B.—REWARDS OF CONFORMITY.

In the simple lives of the lower animals every day may bring the sufficient reward of its toil; but the problem of progress, even from the first dawn of civilization, involves tasks too apt to extend beyond the span of individual existence. The forest-clearing husbandman, the state-founding patriot, the scientific inquirer, all risk to receive the summons of night before the completion of their labor. Before reaching the goal of their hopes their earthly pilgrimage may end at the brink of the unknown river, and education alone can bridge that gulf, and make every day the way-station, of an unbroken road.

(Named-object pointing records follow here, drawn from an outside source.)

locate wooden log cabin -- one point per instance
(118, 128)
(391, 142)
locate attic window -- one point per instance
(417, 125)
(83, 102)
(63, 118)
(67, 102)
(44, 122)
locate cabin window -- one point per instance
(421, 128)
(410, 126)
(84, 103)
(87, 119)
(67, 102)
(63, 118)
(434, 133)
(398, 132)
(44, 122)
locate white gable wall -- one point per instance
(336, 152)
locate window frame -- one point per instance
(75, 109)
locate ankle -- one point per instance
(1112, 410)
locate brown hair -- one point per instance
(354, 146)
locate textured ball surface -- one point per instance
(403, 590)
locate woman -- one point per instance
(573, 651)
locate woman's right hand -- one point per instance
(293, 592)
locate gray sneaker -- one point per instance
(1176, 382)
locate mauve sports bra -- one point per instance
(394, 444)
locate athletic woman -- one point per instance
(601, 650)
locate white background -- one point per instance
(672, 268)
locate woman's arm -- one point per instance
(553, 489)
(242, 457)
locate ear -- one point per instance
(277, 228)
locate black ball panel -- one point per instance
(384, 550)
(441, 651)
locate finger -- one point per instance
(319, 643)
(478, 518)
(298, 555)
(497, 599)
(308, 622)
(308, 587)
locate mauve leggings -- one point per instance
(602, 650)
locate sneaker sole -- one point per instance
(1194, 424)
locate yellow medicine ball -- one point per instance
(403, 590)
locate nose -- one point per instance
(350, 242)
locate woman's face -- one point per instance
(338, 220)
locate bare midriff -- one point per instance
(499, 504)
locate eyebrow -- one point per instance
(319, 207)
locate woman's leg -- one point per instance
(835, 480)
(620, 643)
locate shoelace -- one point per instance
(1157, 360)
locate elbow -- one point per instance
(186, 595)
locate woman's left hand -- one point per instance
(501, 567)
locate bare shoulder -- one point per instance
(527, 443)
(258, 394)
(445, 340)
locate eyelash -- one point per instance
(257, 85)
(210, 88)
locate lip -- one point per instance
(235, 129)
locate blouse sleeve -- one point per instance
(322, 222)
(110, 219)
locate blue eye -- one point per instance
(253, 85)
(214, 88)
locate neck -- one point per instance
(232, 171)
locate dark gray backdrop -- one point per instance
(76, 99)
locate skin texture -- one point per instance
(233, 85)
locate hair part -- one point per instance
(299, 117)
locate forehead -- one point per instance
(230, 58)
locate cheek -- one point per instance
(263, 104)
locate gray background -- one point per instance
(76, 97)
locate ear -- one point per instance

Children or children’s children will take up the staff from the last resting-place of their pilgrim father; and, moreover, all progress is cumulative. Every laborer works with the experience of his forefathers, as well as his own; [[186]]every son stands on the shoulders of his father. Even the failure of individual efforts contributes a helpful lesson to the success of the next attempt:

Freedom’s brave battle, once begun,

Bequeathed from bleeding sire to son,

Though often baffled, e’er is won.

Persistent adherence to the programme of a traditional policy has often made the work of successive centuries the triumphant execution of a single plan. The empire of Islam sprung from the seed which the prophet of Mecca had planted in the soil of his native land. The storm of the Protestant revolt rose from the anathemas of a poor Wittenberg friar; the unquenchable fire of the French Revolution was kindled by the burning indignation of a Swiss recluse, and his fervid appeals:

Those oracles that set the world aflame,

Nor ceased to burn till kingdoms were no more;

and the vast fabric of our republican federation was founded by the poor colonists who sought independence in the freedom of the wilderness, and combined against the power of a selfish despot. Education sows a seed which may sprout even during the life-time of the sower, and bless individual life with the sweets of a guaranteed triumph over the power of death. Resurgam, “I shall live after death,” expresses the significance of that triumph, and of the “esoteric doctrine of Pythagoras.”